自分が変われば世界が変わる!という誤謬
・世界は他者が変える
よく「自分が変われば世界が変わる」っていう人、いますよね。オノ・ヨーコさんとか辻仁成さんとか。個人的には好きな方々なのですが、その論拠に関しては怪しいと思います。個人的に、好きでない人もこういいます。
「一人の人間における偉大な人間革命は、やがて一国の宿命の転換をも成し遂げ、さらに全人類の宿命の転換をも可能にする」*1
何らかの形で構造が変化しなければ影響を受ける自分は変わらない。そういう意味で、私は「世界を変えてから自分がそれに追随するもので自分もようやく変わる」、というのが変容の過程だと考えています。これはかなり世界を変えるにあたっては重要なことなのですが、それでも、頑なに「自分が変わらないと世界は変わらない」というひともいます。
自分が変われば、世界が変わる!学級目標とかスローガンみたいでパトスに溢れていてカッコイイですね。

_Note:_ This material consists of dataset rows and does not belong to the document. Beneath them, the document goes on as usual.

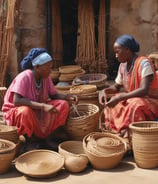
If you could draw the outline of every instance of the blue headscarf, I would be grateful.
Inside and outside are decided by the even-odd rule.
[[[118,44],[128,47],[132,52],[139,52],[139,43],[131,35],[122,35],[116,39]]]
[[[26,70],[26,69],[32,69],[33,64],[32,61],[39,56],[42,53],[47,53],[47,50],[44,48],[33,48],[29,51],[28,55],[21,61],[21,69]]]

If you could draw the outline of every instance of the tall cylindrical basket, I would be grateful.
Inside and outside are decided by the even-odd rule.
[[[158,122],[141,121],[130,124],[135,162],[140,168],[158,167]]]

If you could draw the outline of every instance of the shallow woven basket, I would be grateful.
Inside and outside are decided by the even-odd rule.
[[[103,138],[105,140],[98,143],[96,138],[101,142]],[[86,135],[83,138],[83,148],[91,165],[97,170],[116,167],[126,152],[126,144],[122,139],[117,135],[102,132],[92,132]]]
[[[99,107],[88,103],[78,104],[76,107],[79,115],[72,106],[65,129],[72,139],[82,140],[88,133],[98,131]]]
[[[93,84],[97,86],[97,89],[103,89],[106,86],[107,75],[100,73],[84,74],[76,77],[72,85],[79,84]]]
[[[142,121],[130,124],[136,164],[150,169],[158,166],[158,122]]]
[[[59,144],[58,152],[65,158],[65,168],[73,173],[86,169],[88,157],[84,153],[82,141],[64,141]]]
[[[8,140],[0,139],[0,174],[9,170],[15,156],[16,145]]]
[[[76,72],[78,73],[81,70],[82,68],[79,65],[67,65],[59,67],[59,72],[63,74],[76,73]]]

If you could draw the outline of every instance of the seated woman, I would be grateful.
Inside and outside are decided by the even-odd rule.
[[[104,105],[105,126],[121,134],[129,124],[158,118],[158,78],[151,60],[138,56],[138,42],[131,35],[122,35],[114,43],[120,62],[114,85],[99,95]],[[125,92],[117,93],[123,87]],[[108,94],[115,94],[107,100]]]
[[[65,124],[69,105],[78,103],[75,95],[58,94],[49,74],[52,57],[43,48],[33,48],[22,60],[24,71],[10,84],[2,111],[7,125],[16,126],[26,139],[45,139]]]

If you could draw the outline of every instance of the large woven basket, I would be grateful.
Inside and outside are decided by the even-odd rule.
[[[136,164],[144,169],[158,167],[158,122],[133,122],[129,127]]]
[[[126,144],[117,135],[92,132],[83,138],[83,148],[91,165],[98,170],[116,167],[126,152]]]
[[[99,107],[94,104],[83,103],[76,105],[76,108],[79,115],[72,106],[65,129],[72,139],[82,140],[88,133],[98,130]]]
[[[0,174],[9,170],[15,156],[16,145],[8,140],[0,139]]]
[[[58,152],[64,156],[64,166],[68,171],[77,173],[86,169],[88,157],[84,153],[82,141],[64,141],[59,144]]]
[[[76,77],[73,80],[72,85],[93,84],[96,85],[98,89],[103,89],[106,86],[106,81],[107,81],[106,74],[91,73]]]

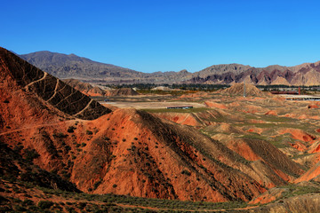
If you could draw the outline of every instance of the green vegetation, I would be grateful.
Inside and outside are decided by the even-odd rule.
[[[87,135],[93,135],[93,132],[91,131],[91,130],[86,130],[85,133],[86,133]]]
[[[75,132],[75,130],[76,130],[76,128],[74,127],[74,126],[69,126],[69,127],[68,128],[67,131],[69,132],[69,133],[73,133],[73,132]]]
[[[198,107],[198,108],[189,108],[189,109],[146,108],[142,110],[148,113],[203,113],[213,109],[210,109],[206,107]]]

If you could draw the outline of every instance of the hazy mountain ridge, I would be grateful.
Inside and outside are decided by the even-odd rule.
[[[60,78],[77,78],[107,83],[248,83],[287,85],[319,85],[320,62],[294,67],[272,65],[253,67],[241,64],[213,65],[199,72],[142,73],[111,64],[92,61],[74,54],[36,51],[20,55],[23,59]]]

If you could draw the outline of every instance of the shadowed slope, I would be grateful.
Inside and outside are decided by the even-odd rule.
[[[80,91],[3,48],[0,48],[0,61],[3,83],[12,81],[17,85],[15,90],[36,93],[40,99],[67,114],[83,119],[95,119],[110,112]]]

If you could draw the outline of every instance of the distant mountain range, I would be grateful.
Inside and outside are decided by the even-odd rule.
[[[105,83],[213,83],[233,84],[245,80],[258,85],[320,85],[320,61],[295,67],[278,65],[256,68],[241,64],[214,65],[199,72],[142,73],[92,61],[74,54],[36,51],[20,55],[42,70],[60,78],[76,78]]]

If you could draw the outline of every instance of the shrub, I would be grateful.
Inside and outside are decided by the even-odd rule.
[[[191,172],[189,172],[188,170],[183,170],[181,171],[181,174],[182,174],[182,175],[186,175],[186,176],[190,176],[190,175],[191,175]]]
[[[76,130],[76,127],[74,127],[74,126],[69,126],[68,128],[68,132],[69,132],[69,133],[72,133],[72,132],[75,132],[75,130]]]
[[[54,138],[67,138],[68,135],[63,134],[62,132],[58,132],[58,133],[53,133],[52,135]]]
[[[54,202],[49,201],[40,201],[38,202],[38,207],[42,209],[50,209]]]
[[[32,162],[34,159],[38,158],[40,154],[36,151],[36,149],[26,149],[24,157],[27,161]]]

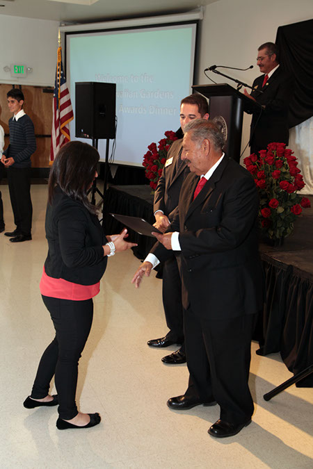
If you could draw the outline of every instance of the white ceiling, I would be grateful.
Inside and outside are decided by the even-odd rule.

優等生はどうにでもなるからそういっていたらいいのですが、こちとら単なる野生の製造業者なので、そういう話には乗れないのです。我々『ハマータウンの野郎ども』*2には、いくら学校権力に逆らっても、最後には労働への服従しかないのです。自分を変えようとして、自己啓発に励んだり、自分磨きに励んでも、です。
たとえば、*3中小下請けが変わったら、大企業が変わるのですか?そんなまさか。変わるわけがない、っていう。これは当然の肌感覚です。
また、構造を変化させるトリックスターによってロードローラーが提示されずに、そこからイラストも盛り上がらず、突然誰かが話を突っ切ってロードローラーに乗った鏡音リン・レンを作り出すでしょうか。そんなことは論理の飛躍であり、不可能です。
そういうわけで、「人間革命」も「世界を変えるにはまずは自分から」も、同時に否定されます。
・「実存は本質に先立つ」はまた誤謬である
同じ理由で、「実存は本質に先立つ」という主張は微塵も受け入れられないなあ、と。*4考え方としては、構造の影響を受けて「存在」があるわけで、その真正性である、もっと雑にいえば「本質」に先立って、「実存」があるわけない、のではないでしょうか。
雑にいえばといっておいてなんだけど*5、静的な存在の点である「実存」も「本質」も、たとえば絶えず揺らぐ音素のその揺らぎのほんの一部の描写でしかなくて、実際に揺らぎは一点の静的な描写で捉えられるものではないから、あまり使いたくない術語ではあります。*6一方で「真正性」という括りであれば、何らかの存在をザル、いえ、広く捉えることができます。
・手はないのか
「世界が変われば自分も変わる」のではないでしょうか。だから、絶えず自分を変えるのではなくて、世界を変える努力をしなければいけません。それは、普遍性、完全な普遍ではないそれ、をひっくり返すのではなくて、むしろ普遍性の形を変えるにはどうしたらいいか、考えること、働きかけることが重要ではないでしょうか。
たとえば、議員や首長に陳情・請願するもいいし、また、社会を掻き乱し、前提をひっくり返しては、文化を活性化させるというトリックスターを目指すのもひとつでしょう。
そういう場合に、つまり世界を変えるだけの平等を担保するためには、その舞台がいつでも多様性に寛容であり、また閉鎖的でない必要があります。そうでなければ、陳情もトリックスターも入り込む余地がなく、同時にそれは社会・文化活動を停滞させることになります。市議レベルでも自営業の支援が中心である昨今、陳情やデモ活動よりもむしろ後者の方が有効性が見込めます。
上から下へ、斜めから斜めへ、また横断的に、時間も使って、物語を反転させるトリックスターになる。その反転に、ときに身を委ねる文化の紡ぎ手になる。どちらも魅力的であり、まさに「世界が変わることで自分が変わる」ことを体現しています。